Efficiently Integrate Large Language Models with Visual Perception: A Survey from the Training Paradigm Perspective

TL;DR

This survey addresses the challenge of efficiently fusing visual perception into large language models by organizing approaches into three training paradigms: Single-stage Tuning, Two-stage Tuning, and Direct Adaptation, and by reviewing 34 Vision-Language Large Language Models. It investigates LLM architectures, vision encoders, and modality integrators, emphasizing parameter-efficient adaptation via prompt-based, adapter-based, and LoRA-based techniques, alongside learning paradigms such as Multi-task Learning, Instruction Tuning, and RLHF. The analysis shows that Two-stage Tuning generally yields the strongest performance, aided by instruction tuning and reparameterization, while Direct Adaptation excels in parameter and memory efficiency, especially when using compact LLMs and efficient MI designs. The work provides concrete guidance for researchers and practitioners on selecting training paradigms and MI architectures to achieve effective and scalable multimodal reasoning in real-world deployments.

Abstract

The integration of vision-language modalities has been a significant focus in multimodal learning, traditionally relying on Vision-Language Pretrained Models. However, with the advent of Large Language Models (LLMs), there has been a notable shift towards incorporating LLMs with vision modalities. Following this, the training paradigms for incorporating vision modalities into LLMs have evolved. Initially, the approach was to integrate the modalities through pretraining the modality integrator, named Single-stage Tuning. It has since branched out into methods focusing on performance enhancement, denoted as Two-stage Tuning, and those prioritizing parameter efficiency, referred to as Direct Adaptation. However, existing surveys primarily address the latest Vision Large Language Models (VLLMs) with Two-stage Tuning, leaving a gap in understanding the evolution of training paradigms and their unique parameter-efficient considerations. This paper categorizes and reviews 34 VLLMs from top conferences, journals, and highly cited Arxiv papers, focusing on parameter efficiency during adaptation from the training paradigm perspective. We first introduce the architecture of LLMs and parameter-efficient learning methods, followed by a discussion on vision encoders and a comprehensive taxonomy of modality integrators.

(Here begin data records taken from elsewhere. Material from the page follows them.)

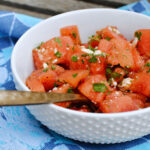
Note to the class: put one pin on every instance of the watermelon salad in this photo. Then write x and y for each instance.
(112, 72)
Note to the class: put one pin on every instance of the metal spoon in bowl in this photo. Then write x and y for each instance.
(13, 98)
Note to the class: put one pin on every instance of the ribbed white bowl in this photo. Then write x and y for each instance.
(87, 127)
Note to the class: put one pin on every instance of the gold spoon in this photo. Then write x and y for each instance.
(13, 98)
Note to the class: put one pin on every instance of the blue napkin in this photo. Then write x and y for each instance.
(19, 130)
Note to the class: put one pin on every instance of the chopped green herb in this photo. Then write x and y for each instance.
(74, 58)
(58, 40)
(103, 54)
(67, 45)
(82, 61)
(58, 54)
(108, 92)
(74, 75)
(91, 48)
(99, 87)
(38, 47)
(55, 84)
(53, 67)
(73, 48)
(148, 71)
(116, 75)
(45, 70)
(93, 60)
(70, 90)
(108, 71)
(74, 35)
(108, 38)
(148, 64)
(126, 71)
(138, 35)
(84, 55)
(95, 38)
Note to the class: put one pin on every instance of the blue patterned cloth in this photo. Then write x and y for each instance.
(19, 130)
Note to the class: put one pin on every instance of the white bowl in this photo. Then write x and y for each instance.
(87, 127)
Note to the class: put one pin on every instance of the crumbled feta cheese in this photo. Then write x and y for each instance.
(88, 51)
(54, 61)
(126, 82)
(45, 65)
(135, 41)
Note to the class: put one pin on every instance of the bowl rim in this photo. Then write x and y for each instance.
(69, 111)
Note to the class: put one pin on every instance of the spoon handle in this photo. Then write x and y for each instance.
(10, 98)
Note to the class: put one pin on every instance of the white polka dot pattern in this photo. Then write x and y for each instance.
(90, 128)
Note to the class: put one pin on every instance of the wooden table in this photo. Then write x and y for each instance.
(47, 8)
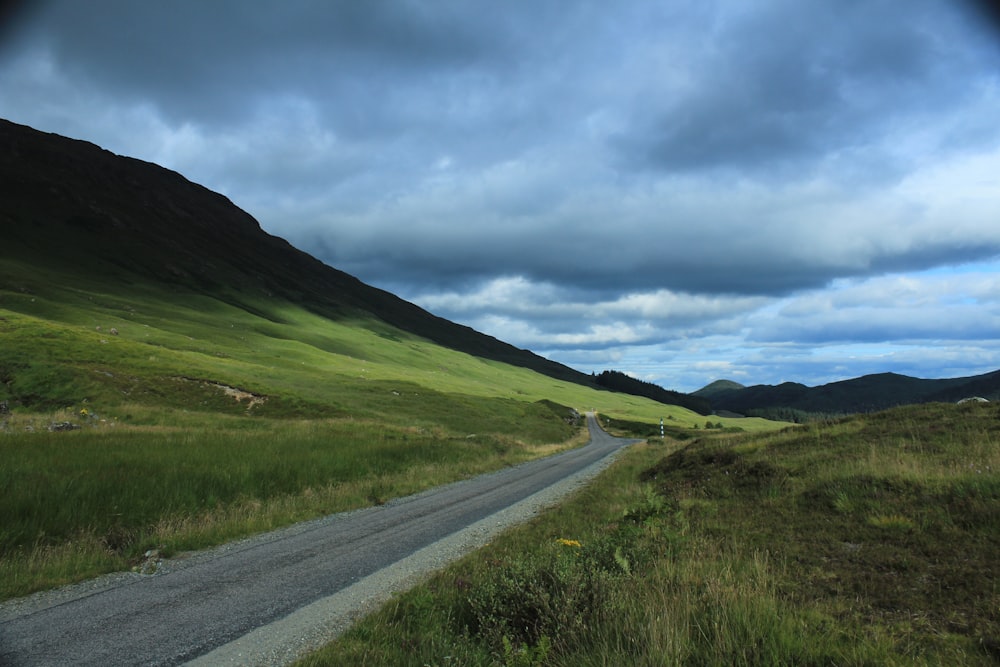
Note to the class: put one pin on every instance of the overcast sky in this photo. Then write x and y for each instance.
(804, 190)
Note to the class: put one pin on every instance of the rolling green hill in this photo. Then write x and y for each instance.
(172, 377)
(869, 393)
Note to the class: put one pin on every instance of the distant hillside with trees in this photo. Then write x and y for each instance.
(618, 381)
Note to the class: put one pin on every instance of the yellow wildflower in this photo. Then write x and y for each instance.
(569, 543)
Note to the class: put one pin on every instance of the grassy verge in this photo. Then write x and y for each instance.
(92, 500)
(865, 541)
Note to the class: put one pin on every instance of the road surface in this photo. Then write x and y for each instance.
(235, 605)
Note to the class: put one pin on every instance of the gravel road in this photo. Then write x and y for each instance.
(269, 599)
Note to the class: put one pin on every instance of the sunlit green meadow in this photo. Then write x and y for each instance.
(201, 418)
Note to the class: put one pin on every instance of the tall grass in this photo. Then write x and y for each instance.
(93, 500)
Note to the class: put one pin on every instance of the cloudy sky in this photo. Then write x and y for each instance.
(803, 190)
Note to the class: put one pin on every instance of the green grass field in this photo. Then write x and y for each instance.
(864, 541)
(203, 418)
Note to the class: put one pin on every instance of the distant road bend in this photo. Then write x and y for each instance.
(266, 600)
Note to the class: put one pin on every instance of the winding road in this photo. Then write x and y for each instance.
(268, 599)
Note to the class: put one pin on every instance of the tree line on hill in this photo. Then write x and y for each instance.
(618, 381)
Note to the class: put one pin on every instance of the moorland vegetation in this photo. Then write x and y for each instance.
(867, 540)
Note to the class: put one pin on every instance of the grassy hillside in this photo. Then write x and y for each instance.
(863, 541)
(858, 395)
(172, 377)
(194, 420)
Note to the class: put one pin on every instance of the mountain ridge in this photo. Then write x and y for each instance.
(867, 393)
(130, 218)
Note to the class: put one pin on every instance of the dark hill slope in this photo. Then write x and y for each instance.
(71, 205)
(864, 394)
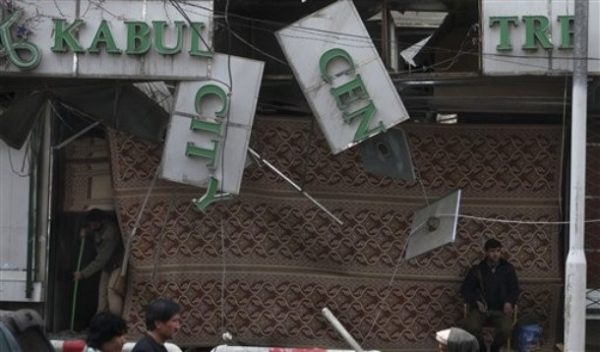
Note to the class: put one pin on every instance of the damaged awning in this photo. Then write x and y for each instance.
(118, 105)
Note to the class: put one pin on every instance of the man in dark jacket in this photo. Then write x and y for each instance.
(490, 290)
(162, 322)
(109, 257)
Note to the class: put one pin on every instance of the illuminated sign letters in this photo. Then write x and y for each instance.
(341, 75)
(196, 151)
(533, 37)
(119, 39)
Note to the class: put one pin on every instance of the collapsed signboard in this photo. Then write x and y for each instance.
(534, 37)
(342, 76)
(107, 39)
(210, 127)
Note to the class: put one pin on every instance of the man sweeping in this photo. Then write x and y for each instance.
(109, 257)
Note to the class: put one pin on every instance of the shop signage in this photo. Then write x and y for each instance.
(209, 132)
(534, 37)
(106, 39)
(342, 76)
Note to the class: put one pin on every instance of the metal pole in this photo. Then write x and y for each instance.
(341, 329)
(576, 267)
(385, 27)
(298, 188)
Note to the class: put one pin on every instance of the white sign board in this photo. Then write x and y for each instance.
(213, 148)
(434, 225)
(534, 37)
(341, 75)
(108, 39)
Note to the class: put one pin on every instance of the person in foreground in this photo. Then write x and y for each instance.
(456, 340)
(162, 322)
(490, 291)
(106, 333)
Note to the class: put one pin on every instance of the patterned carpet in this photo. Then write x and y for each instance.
(284, 259)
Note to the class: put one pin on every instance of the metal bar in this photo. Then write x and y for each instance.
(293, 184)
(341, 329)
(576, 266)
(137, 223)
(385, 40)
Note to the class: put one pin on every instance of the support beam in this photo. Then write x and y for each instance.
(576, 266)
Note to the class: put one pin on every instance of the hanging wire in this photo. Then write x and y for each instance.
(161, 235)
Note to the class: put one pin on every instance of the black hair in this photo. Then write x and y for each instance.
(94, 215)
(492, 244)
(104, 327)
(160, 310)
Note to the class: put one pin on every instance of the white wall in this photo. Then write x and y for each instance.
(14, 209)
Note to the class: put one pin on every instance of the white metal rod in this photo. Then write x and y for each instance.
(341, 329)
(298, 188)
(576, 267)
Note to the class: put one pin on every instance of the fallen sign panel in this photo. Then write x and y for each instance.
(208, 136)
(434, 225)
(342, 76)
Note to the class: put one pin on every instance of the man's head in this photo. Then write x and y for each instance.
(94, 218)
(442, 340)
(493, 250)
(162, 318)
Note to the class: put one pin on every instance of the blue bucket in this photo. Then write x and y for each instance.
(528, 338)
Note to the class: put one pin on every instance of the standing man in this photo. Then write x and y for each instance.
(490, 290)
(109, 257)
(162, 322)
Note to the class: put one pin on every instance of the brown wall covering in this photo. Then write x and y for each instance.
(285, 259)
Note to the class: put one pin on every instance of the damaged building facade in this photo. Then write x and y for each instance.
(309, 219)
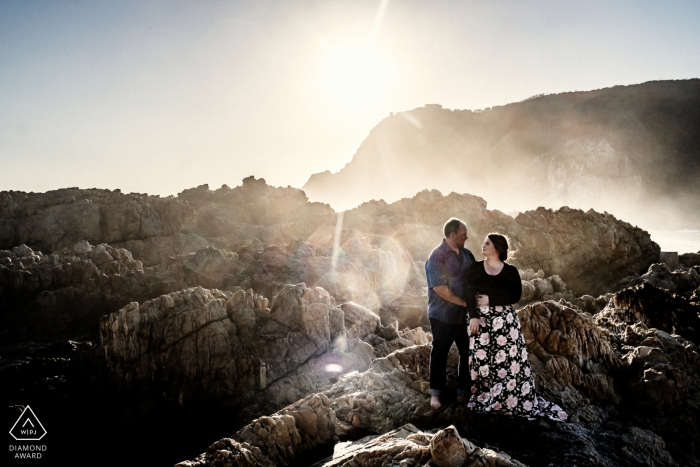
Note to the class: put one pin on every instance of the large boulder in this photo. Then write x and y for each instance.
(654, 308)
(570, 355)
(207, 345)
(57, 219)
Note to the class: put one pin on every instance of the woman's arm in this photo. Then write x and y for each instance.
(509, 289)
(469, 283)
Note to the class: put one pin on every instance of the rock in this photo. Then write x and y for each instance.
(225, 348)
(567, 350)
(277, 439)
(359, 321)
(447, 449)
(690, 259)
(654, 308)
(682, 280)
(601, 249)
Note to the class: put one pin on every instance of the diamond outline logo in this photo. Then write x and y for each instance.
(29, 418)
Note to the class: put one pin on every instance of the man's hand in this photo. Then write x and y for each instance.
(482, 300)
(445, 292)
(473, 326)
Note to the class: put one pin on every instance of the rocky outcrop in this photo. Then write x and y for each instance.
(48, 296)
(690, 259)
(570, 356)
(65, 294)
(681, 281)
(361, 271)
(587, 250)
(202, 345)
(277, 439)
(580, 360)
(653, 308)
(58, 219)
(537, 287)
(613, 149)
(659, 379)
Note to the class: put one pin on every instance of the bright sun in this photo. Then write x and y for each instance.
(355, 76)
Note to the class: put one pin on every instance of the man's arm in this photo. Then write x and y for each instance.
(445, 292)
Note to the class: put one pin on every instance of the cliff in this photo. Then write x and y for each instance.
(630, 150)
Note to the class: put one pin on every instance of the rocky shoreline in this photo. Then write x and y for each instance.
(237, 315)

We then review three training paradigms and their efficiency considerations, summarizing benchmarks in the VLLM field. To gain deeper insights into their effectiveness in parameter efficiency, we compare and discuss the experimental results of representative models, among which the experiment of the Direct Adaptation paradigm is replicated. Providing insights into recent developments and practical uses, this survey is a vital guide for researchers and practitioners navigating the efficient integration of vision modalities into LLMs.

Paper Structure

This paper contains 35 sections, 27 equations, 3 figures, 11 tables.

Figures (3)

  • Figure 1: Integrated Modules and Three Training Paradigms. MI denotes modality integrator, and VE denotes vision encoder. The trainable module and learning paradigm are the most adopted.
  • Figure 2: The Taxonomy and Publishing Time. AC denotes the annual citation times. For published work, the horizontal axis shows the Published time, while for unpublished work, it shows the submission time to Arxiv.
  • Figure 3: Taxonomy of Modality Integrator.